Saginaw Bay lies between Michigan's "thumb" and "mitten" and Tawas Point is at the northwestern entrance to the bay. The original light was built in 1853 on what was then the end of the point. By the 1870s, the sand had shifted so much and lengthened the point, that the lighthouse was almost a mile from the lake! The current structure was built in 1875, and is now part of the Tawas Point State Park. The tower is 67 feet high, made of brick. The light is an active Coast Guard facility and the keepers house is occupied, however, the grounds are accessible
This active light was built in 1870 and is currently maintained by the Coast Guard. Several times a year the 70 foot tower is opened to visitors. In one of the buildings there is a unique maritime museum run by the Alcona County Historical Society.
New Presque Isle
Established in 1870, the 109 foot tower is the tallest light structure on the Great Lakes. This light is still in service, but the tower is opened to the public twice a year, on the 4th of July and Labor Day. The attached keepers dwelling is a museum that is open from mid-May through mid-October.
Forty Mile Light
This light, built in 1896, has duplex keepers quarters. Currently one half is being restored as a museum and the other half is the residence for the Lighthouse Park Manager. Also on the property are the old oil house and fog signal buildings. The Light tower is 12 feet square and 52 feet high. The site is about six miles northwest of Rogers City, in Presque Isle County's Lighthouse Park.
Cheboygan Crib Light
This is was originally a crib light, crib meaning a wood box is constructed as a base, then filled with large rocks that are covered with concrete to form a solid foundation, but the foundation continuously settled until the entire structure tipped over in the river channel. The residents of Cheboygan pulled it ashore and set it at the beginning of a short pier on the west bank of the river mouth. The building is circular steel, only 25 feet tall, and not opened to the public.
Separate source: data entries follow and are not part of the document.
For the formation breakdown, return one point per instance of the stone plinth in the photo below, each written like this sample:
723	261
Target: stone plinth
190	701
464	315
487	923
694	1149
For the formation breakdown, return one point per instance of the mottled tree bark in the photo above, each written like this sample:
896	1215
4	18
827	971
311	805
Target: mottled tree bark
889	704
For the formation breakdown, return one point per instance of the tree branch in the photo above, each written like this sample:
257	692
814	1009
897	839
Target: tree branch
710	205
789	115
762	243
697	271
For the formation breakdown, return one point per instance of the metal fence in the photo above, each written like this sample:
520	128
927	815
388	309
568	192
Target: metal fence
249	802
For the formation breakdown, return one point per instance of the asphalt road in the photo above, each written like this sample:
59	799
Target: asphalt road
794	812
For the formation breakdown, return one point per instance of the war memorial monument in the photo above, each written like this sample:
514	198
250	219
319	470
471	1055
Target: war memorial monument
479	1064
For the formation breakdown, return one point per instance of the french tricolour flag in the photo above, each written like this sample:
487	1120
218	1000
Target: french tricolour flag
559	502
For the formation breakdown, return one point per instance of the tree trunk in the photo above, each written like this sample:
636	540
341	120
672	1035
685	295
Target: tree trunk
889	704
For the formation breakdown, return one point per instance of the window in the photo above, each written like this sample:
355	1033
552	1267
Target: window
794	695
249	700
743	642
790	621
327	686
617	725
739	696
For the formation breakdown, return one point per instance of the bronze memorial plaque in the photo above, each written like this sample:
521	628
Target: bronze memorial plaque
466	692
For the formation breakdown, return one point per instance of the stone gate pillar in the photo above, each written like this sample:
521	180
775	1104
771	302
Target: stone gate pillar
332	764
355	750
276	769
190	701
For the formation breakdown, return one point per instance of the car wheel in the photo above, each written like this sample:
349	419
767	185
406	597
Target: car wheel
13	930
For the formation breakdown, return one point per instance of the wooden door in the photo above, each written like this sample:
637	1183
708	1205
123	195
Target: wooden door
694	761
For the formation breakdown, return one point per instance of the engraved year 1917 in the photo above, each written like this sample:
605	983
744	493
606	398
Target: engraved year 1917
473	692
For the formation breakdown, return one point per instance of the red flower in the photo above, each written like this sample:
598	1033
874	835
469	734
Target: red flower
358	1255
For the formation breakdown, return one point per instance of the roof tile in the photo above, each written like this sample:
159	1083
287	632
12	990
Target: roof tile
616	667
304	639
Round Island is a complete wilderness, part of the Hiawatha National Forest, completely opposite of the island it faces, Mackinac Island, and with all the ferries bringing people to and from Mackinac Island, Round Island is the most viewed light on the Great Lakes! (Coincidentally, this is how I got my picture, from the ferry!) The light was constructed in 1896 to enable ships to pass the shorter route between the two islands. The lighthouse was abandoned in 1947 and was saved in the late 1970s by local citizens groups after high lake waters had washed away the breakwater at the base of the brick keepers dwelling, creating a hole in the foundation. The full restoration was completed in 1979.
The first structure built was a fog signal in 1890, then 2 years later the 40 feet tall light and keepers dwelling was constructed. The beacon was visible for sixteen miles and it remained in active service through 1957, at which time the Mackinac Bridge had been constructed and mariners then used the bridge lights as their guide, which made the light obsolete. The property was acquired by the Mackinac Island State Park commission in 1960 and is now a maritime museum. Even though the light is inactive, it's a fantastic light to visit. The building looks like a castle, and the location is in a park just east of the bridge - an ideal spot to watch boat, sunsets, and the bridge at night is awesome!